The key for Kilkenny this time round was the way they responded to Galway’s first half goals. The Cats were lording it pretty much from the throw-in, but when David Burke got his first goal, the Galway crowd didn’t even get any time to enjoy the lead, with TJ Reid popping over a point to restore parity before they had retaken their seats.
They got the lead again through Burke two minutes later. This time the response was almost as immediate and even more emphatic, Richie Power tapping home a rebound to the net to again bring the sides level.
The same pattern emerged as the drawn game, except this time it was a lot earlier in the proceedings. After half-time in the drawn game, Galway scored just one point in 20 minutes. In the second quarter of Sunday’s game, they went 11 minutes without a score, Canning was drawn out from the 21-yard line and was left again foraging for possession round in the middle third of Croke Park.

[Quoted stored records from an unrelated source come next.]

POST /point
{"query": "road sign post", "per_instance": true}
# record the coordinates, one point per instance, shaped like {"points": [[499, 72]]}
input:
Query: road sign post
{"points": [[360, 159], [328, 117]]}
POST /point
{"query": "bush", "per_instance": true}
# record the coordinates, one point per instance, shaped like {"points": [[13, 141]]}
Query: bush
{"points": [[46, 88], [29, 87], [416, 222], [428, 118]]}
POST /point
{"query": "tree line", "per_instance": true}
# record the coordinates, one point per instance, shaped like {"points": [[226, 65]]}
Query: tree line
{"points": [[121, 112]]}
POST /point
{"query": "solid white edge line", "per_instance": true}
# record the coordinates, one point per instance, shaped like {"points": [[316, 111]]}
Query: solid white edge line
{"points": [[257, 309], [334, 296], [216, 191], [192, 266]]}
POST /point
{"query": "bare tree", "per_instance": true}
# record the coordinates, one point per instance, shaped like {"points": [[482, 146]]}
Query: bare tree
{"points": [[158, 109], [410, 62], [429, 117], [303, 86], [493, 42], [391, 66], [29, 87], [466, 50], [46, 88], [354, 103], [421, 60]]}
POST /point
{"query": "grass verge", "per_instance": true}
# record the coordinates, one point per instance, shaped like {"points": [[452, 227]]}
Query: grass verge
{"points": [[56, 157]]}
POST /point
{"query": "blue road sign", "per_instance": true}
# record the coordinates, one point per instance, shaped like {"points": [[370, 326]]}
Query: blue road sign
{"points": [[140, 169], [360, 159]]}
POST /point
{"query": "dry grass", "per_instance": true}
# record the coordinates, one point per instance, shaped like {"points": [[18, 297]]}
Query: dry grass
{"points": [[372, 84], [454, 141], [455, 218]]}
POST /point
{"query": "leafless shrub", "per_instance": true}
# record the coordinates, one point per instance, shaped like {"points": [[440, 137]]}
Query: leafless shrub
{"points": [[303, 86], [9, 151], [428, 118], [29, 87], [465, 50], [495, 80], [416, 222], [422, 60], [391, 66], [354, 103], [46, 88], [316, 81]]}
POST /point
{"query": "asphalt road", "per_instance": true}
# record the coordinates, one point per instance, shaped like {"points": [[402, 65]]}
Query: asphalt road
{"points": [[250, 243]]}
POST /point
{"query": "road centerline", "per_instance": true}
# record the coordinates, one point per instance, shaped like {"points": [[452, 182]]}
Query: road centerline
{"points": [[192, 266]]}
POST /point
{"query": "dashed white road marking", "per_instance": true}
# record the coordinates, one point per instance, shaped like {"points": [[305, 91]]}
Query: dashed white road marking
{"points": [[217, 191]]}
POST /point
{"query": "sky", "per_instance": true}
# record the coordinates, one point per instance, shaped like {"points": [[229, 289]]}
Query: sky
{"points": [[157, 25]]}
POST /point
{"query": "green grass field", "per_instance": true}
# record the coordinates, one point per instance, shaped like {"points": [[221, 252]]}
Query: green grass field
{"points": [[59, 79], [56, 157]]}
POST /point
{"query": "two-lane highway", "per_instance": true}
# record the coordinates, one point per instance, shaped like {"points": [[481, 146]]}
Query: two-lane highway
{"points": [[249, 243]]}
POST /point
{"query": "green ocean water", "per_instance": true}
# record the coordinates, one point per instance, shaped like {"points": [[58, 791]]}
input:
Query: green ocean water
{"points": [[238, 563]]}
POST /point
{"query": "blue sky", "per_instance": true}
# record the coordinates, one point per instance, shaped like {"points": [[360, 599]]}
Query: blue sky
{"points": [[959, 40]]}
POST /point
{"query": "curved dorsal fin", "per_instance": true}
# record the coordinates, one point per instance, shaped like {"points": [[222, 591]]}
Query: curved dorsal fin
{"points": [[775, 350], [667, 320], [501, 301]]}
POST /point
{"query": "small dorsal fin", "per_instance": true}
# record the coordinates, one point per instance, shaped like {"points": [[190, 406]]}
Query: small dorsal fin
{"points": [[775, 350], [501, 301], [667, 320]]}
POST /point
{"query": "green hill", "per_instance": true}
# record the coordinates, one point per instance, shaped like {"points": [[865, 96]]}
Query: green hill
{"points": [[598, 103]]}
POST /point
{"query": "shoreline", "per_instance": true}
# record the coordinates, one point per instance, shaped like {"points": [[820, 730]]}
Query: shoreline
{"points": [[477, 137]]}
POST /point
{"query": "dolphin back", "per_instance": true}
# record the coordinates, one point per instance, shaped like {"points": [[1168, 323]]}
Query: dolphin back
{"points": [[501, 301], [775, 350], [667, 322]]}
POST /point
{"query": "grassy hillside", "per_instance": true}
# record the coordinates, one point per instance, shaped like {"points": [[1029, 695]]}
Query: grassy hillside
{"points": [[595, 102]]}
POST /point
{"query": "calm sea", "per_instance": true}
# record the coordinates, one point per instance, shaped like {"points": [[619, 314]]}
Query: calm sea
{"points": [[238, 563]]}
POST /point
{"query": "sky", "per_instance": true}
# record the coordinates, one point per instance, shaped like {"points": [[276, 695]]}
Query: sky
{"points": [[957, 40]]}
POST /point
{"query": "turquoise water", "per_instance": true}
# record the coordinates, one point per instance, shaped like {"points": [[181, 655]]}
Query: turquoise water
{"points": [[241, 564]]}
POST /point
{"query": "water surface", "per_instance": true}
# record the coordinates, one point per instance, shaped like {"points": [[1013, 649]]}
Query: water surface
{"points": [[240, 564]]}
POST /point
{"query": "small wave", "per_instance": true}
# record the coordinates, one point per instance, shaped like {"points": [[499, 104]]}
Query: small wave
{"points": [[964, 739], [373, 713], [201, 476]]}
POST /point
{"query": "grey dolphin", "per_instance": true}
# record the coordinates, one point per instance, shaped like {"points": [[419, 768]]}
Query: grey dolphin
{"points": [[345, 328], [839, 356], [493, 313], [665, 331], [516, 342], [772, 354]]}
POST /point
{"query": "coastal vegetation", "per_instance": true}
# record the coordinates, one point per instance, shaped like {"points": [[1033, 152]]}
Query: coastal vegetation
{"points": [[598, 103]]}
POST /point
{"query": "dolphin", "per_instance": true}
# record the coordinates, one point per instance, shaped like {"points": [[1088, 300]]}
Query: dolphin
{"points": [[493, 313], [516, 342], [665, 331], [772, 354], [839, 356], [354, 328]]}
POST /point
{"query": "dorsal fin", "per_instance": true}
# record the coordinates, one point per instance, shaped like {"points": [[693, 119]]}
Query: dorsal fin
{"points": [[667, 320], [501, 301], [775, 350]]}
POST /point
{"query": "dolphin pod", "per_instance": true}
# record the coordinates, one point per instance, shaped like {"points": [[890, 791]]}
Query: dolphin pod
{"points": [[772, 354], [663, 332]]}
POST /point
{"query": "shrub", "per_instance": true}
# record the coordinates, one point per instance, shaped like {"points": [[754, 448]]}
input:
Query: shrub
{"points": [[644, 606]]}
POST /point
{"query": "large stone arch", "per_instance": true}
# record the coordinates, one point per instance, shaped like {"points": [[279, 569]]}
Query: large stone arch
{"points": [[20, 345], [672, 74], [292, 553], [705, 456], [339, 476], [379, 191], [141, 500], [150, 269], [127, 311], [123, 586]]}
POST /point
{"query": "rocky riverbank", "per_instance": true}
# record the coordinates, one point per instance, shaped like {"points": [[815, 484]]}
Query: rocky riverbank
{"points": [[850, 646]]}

Therein lies Cunningham’s challenge in the next few years. Their game plan requires huge work-rate. When that work-rate isn’t enough to allow five-to-12 to create space and use the ball effectively, they simply can’t keep the score board ticking over.
Again on Sunday they had a poor return from their forwards. Canning’s 70th-minute point was their first from open play by a starting forward. He added a second just before the finish, bringing Galway’s total return from play by the starting six forwards to 2-2. That’s why Canning is brought out to the ‘45’, not as a tactic to confuse the opposition back line.
It’s a game plan that’s going to win Galway the majority of their games, but establishing them as number two behind Kilkenny? I’m not so sure. What’s needed in the west is a couple of scoring forwards who can keep the score board ticking over from scraps of possession.
It’s unfair to compare any side with Kilkenny, given their conveyor belt of talent, but while Cunningham stuck with the same starting 15 from the drawn game, Cody made changes. The addition of Wally Walsh to the starting line-up was the sign of a manager supremely confident in his own judgement.
It also says a lot about Cody that the first thing he said to Walsh – who, let’s remember, scored 1-3 when making his championship debut in an All-Ireland final – was to ask him whether or not he was available for the Walsh Cup!
Maybe Cunningham just doesn’t have that confidence is his judgement just yet. Or maybe he doesn’t have the players?
With the benefit of hindsight, starting James Skehill was a mistake, but wasn’t a decision that cost Galway the title. I don’t think it’s a case of a manager chickening out of making tough calls – you make a judgement, sometimes it’s right and sometimes it’s wrong.
Remember Cody started an injured Henry Shefflin in 2010 and the King lasted just 12 minutes.
A harder call to make would be to leave the likes of Damien Hayes off the starting 15. In the drawn game, only two forwards scored from play, same as the replay. Hayes has been such an outstanding servant to Galway but his form has dropped badly in the last few games.
That said, it’s been a great year for Galway, given the lows of 2011 and Cunningham does have other options to bring in during the league next year. Jonny Glynn and Joe Cooney both made a bit of an impact on Sunday when coming on so it’s not as if he has nothing to work with, and when the dust settles he personally will look back on what must be the most remarkable year of his life.
As for Kilkenny, the obituaries can be put back on the shelf for another few years at least. Cody and Shefflin have both already put on record their hunger for the Perfect 10. I wrote last week that the column in the week of the All-Ireland final has been a fairly easy one to write over the past few years due to Kilkenny’s dominance. I don’t think next year is going to be any different.